How to Protect Your Identity in the New Year
As you spend more time online in the year to come, it’s important you safeguard your identity, especially when it comes to financial data.
You can’t always guess what’s in store for a new year. Just think back to this time last year. You likely had no idea that the coronavirus pandemic would sweep the world and enact lockdown measures that kept you at home.
However, with no vaccine yet available, you can make a pretty good guess of what you’ll be doing in the next few months. Stuck at home, with movie theatres closed and restaurants out of business, you’ll live out your life on the Internet.
If so, here’s a chance to brush up on your digital security. A subtle change in your digital habits can prevent you from becoming a victim of fraud.
What is Fraud?
Fraud is when a criminal poses as you for their financial gain. They do it by stealing confidential information about you — things like your name, address, national insurance number, and banking info.
With only a handful of these details, a criminal has the keys to your finances. They could drain your savings and max out your credit cards.
What’s worse, they also have what it takes to open new payday loans and lines of credit in your name. As you can see from this resource on small payday loans online, these short-term loans come with high-interest rates and a short turnover. It would take no time at all for a criminal to rack up serious charges in your name on top of what they borrowed.
How to Protect Your Identity Online
According to Equifax UK, more than half of the public is worried about identity fraud. But the chances you’ll be exposed to fraud decrease when you follow these tips.
Don’t Overshare
Around 30 percent of people using social media have no idea that the data they share leaves them vulnerable to crime. Your location, family and pet names, and other details can be available with just a click, giving criminals a quick look into your lives and making it easier to crack your accounts.
Keep these personal stories off your accounts. While a cybercriminal can still hack into an account using brute force, it’s unlikely when other people pose as easier targets.
Click Carefully
Your inbox is a minefield of spam. To ensure you don’t accidentally click a predatory link, always hover your mouse over anything you plan on clicking. This shows you the destination or hyperlink. If you don’t recognize the domain, don’t click it.
Use Passphrases
Passwords were so 2020. In 2021, embrace the passphrase.
A passphrase is a short sentence that serves as your login credentials rather than a single word or string of numbers. This makes it easier to remember but harder to crack. Here’s why:
People tend to use passwords that are based on important dates and names in their lives. Anyone with a passing knowledge of an individual can reasonably guess these numbers and words.

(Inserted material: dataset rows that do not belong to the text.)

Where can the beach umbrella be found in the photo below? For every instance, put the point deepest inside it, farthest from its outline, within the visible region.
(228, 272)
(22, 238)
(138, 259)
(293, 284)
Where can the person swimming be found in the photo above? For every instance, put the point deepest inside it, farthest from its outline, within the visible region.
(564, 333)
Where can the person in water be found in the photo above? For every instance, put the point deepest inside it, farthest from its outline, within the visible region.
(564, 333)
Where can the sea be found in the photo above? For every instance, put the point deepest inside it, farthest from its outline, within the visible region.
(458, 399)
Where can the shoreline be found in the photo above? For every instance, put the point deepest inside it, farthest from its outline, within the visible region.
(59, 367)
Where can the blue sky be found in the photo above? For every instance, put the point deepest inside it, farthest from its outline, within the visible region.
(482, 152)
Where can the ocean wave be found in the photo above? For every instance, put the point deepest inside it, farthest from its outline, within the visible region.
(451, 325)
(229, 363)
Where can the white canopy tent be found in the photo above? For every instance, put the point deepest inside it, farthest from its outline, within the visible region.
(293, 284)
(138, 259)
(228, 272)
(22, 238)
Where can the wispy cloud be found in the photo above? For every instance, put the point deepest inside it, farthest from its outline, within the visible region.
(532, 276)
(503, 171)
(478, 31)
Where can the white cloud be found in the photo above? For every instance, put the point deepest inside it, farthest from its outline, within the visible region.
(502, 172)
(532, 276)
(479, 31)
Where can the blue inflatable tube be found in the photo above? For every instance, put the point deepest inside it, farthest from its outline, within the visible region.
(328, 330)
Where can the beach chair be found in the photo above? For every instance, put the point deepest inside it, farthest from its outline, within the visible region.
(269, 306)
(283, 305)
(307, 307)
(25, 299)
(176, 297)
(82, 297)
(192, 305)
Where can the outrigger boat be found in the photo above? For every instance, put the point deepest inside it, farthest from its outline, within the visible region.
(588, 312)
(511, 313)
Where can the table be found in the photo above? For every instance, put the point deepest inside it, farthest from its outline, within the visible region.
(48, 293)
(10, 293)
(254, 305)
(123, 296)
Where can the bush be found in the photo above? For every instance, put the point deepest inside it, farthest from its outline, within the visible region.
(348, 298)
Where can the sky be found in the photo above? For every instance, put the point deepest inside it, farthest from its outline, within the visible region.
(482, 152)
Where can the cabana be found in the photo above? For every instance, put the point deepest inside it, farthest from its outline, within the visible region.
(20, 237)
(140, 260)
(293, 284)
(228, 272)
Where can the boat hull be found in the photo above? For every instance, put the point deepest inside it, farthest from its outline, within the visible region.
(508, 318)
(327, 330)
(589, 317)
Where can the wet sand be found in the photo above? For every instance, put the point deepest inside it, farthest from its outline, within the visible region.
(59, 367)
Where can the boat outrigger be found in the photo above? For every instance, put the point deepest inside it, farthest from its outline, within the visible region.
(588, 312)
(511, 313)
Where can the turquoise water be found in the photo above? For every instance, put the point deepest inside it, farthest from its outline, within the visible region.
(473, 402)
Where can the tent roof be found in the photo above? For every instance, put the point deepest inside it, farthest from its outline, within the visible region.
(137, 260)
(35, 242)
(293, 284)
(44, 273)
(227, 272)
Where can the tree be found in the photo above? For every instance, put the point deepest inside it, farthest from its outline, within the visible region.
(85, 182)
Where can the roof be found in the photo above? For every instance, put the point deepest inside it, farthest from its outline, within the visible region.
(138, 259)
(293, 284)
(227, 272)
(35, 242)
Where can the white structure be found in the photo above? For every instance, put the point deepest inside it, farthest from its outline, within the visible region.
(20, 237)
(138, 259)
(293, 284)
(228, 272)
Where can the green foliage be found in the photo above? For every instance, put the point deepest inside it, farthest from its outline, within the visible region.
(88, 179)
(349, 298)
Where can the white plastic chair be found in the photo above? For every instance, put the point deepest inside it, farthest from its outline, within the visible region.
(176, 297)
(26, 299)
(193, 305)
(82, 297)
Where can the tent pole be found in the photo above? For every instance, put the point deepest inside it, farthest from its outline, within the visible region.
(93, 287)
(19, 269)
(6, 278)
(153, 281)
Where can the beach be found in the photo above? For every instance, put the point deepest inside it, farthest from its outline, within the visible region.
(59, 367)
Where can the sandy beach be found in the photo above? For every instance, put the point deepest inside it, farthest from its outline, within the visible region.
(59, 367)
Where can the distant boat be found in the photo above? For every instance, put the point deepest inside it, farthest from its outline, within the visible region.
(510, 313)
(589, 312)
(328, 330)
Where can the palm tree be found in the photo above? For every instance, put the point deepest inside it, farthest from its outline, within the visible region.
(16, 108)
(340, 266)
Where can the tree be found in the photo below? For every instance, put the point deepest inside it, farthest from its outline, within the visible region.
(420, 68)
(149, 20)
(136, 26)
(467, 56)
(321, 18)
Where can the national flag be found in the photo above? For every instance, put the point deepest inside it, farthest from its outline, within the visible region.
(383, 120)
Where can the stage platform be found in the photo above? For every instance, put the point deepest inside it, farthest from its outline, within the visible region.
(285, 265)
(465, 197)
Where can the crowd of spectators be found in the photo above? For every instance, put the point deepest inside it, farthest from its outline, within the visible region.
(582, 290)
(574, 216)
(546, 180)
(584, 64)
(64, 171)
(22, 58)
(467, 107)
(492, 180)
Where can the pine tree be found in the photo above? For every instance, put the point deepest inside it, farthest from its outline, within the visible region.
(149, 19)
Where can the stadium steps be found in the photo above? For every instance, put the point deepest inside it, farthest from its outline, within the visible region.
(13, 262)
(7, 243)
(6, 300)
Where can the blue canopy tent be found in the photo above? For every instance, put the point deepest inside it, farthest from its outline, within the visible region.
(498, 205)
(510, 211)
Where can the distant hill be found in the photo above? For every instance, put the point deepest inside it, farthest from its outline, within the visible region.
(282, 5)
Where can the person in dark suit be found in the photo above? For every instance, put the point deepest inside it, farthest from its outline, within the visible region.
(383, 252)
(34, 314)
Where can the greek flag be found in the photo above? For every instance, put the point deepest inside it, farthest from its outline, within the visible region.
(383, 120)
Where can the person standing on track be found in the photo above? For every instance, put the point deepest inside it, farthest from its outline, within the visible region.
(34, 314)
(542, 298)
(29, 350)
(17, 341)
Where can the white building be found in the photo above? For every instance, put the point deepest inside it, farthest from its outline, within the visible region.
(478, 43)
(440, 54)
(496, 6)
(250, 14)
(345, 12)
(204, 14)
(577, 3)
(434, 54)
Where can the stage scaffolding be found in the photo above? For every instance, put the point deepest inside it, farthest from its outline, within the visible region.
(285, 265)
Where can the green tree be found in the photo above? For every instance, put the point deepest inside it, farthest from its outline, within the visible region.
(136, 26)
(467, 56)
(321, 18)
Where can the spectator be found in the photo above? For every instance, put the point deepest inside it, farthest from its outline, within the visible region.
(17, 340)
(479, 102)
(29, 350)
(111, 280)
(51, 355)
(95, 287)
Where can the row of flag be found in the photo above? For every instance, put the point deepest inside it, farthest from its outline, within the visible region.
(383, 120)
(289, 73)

Passphrases, on the other hand, include unrelated words that are too unique to be easily hacked. Take “wildcard lushness yanking fleshed,” a passphrase generated by the website useapassphrase.com.Fraudsters would need more than 3.5 trillion centuries to hack it.
Don’t Repeat Passphrases
Now, sometimes you don’t expose your data, but your personal information still gets exposed in a data breach. To limit the damage to the account exposed, always use a unique passphrase for each account.
Bottom Line
The Internet has taken some of the stings out of stay-at-home orders, but it does open you to the increased risk of fraud. If you hit the web to pass the time in the new year, make sure you do it safely. Remember these tips to safeguard your data.